On this page, you'll find the legal definition and meaning of Subchapter S Corporation, written in plain English, along with examples of how it is used.

What is Subchapter S Corporation?

(n) Internal revenue service enables a corporation to be taxed as a partnership, whereby the profit or loss can be transferred to shareholders instead of dividends. Such corporations are named as S Corporation. Subchapter S corporation provide the conditions contained in Sub chapter S by which a corporation is treated as S corporation

History and Meaning of Subchapter S Corporation

Subchapter S Corporation is a tax designation given to a corporation that meets certain Internal Revenue Service (IRS) criteria. This tax designation allows the corporation to enjoy the limited liability of a corporation while also having its income, losses, deductions, and credits passed through to its shareholders, who report this information on their individual tax returns. This avoids the issue of double taxation which occurs when the corporation is taxed on its profits, and then those same profits are taxed again when distributed to the shareholders as dividends.

This tax designation was created by Congress in 1958 under Subchapter S of the Internal Revenue Code (hence the name "Subchapter S Corporation") to encourage small businesses to incorporate. Before this, small businesses were often discouraged from incorporating due to the double taxation issue.

Examples of Subchapter S Corporation

  1. ABC Corporation elected to be taxed as a Subchapter S Corporation and therefore its profits, losses, and credits passed through to its shareholders.
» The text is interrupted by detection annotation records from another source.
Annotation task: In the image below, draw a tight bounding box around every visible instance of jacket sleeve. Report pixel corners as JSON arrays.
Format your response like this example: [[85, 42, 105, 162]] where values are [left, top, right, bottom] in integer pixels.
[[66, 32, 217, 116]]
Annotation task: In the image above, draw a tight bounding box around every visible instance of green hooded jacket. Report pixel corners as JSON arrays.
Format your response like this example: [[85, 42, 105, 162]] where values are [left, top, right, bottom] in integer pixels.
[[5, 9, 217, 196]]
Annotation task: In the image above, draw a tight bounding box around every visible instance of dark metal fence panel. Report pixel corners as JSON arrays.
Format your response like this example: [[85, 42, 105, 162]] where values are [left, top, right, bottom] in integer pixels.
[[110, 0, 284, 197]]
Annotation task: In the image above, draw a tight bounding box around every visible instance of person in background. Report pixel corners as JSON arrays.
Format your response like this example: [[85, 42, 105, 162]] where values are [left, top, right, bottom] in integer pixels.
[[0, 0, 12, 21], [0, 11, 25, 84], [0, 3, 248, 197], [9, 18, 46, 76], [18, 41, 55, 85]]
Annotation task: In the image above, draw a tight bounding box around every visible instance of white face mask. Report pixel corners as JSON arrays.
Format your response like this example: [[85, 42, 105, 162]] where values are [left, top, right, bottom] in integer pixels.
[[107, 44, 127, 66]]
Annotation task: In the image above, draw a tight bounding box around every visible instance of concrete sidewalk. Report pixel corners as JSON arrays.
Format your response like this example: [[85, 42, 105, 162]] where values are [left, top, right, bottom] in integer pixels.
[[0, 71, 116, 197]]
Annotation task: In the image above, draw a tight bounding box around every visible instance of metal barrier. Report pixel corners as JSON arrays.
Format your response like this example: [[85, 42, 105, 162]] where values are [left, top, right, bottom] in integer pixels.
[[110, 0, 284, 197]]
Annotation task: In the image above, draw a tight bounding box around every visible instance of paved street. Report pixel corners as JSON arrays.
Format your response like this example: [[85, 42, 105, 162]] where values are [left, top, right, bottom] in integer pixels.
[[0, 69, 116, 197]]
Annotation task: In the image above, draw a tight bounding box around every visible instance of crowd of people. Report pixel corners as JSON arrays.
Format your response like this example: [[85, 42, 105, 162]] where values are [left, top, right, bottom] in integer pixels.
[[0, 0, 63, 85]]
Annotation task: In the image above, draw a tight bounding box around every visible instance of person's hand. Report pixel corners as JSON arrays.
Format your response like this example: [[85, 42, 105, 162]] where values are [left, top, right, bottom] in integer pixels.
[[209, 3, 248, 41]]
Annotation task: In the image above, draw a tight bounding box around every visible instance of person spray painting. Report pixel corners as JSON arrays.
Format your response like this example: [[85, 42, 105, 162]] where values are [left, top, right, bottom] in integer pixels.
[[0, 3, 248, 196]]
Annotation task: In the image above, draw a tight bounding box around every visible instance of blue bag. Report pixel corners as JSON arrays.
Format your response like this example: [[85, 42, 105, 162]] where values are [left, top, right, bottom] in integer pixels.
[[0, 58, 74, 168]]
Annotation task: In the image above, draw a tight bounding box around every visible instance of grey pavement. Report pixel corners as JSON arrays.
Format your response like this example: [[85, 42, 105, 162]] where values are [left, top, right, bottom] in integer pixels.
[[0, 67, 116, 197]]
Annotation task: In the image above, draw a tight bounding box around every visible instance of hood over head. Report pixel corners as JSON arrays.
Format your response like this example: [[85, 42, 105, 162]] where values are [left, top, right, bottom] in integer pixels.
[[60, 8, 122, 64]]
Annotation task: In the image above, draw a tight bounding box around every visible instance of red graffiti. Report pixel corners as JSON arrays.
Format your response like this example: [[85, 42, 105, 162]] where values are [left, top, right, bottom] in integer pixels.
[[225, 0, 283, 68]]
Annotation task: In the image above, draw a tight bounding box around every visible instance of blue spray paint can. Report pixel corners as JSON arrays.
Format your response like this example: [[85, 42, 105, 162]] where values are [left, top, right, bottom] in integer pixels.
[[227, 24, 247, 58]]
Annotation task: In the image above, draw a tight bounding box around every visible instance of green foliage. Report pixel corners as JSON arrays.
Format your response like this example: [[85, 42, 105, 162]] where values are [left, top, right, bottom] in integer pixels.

  2. XYZ Corporation could not be considered a Subchapter S Corporation as it had more than 100 shareholders.

  3. DEF Corporation is considering electing to be taxed as a Subchapter S Corporation to avoid double taxation.

Legal Terms Similar to Subchapter S Corporation

  1. C Corporation: A type of corporation that is taxed separately from its owners and is subject to double taxation.
  2. Limited Liability Company (LLC): A type of business structure that combines the limited liability of a corporation with the tax benefits of a partnership, meaning the business profits are passed through to the owners or "members".
  3. S Corporation Election: The process by which a corporation can elect to be treated as a Subchapter S Corporation for tax purposes.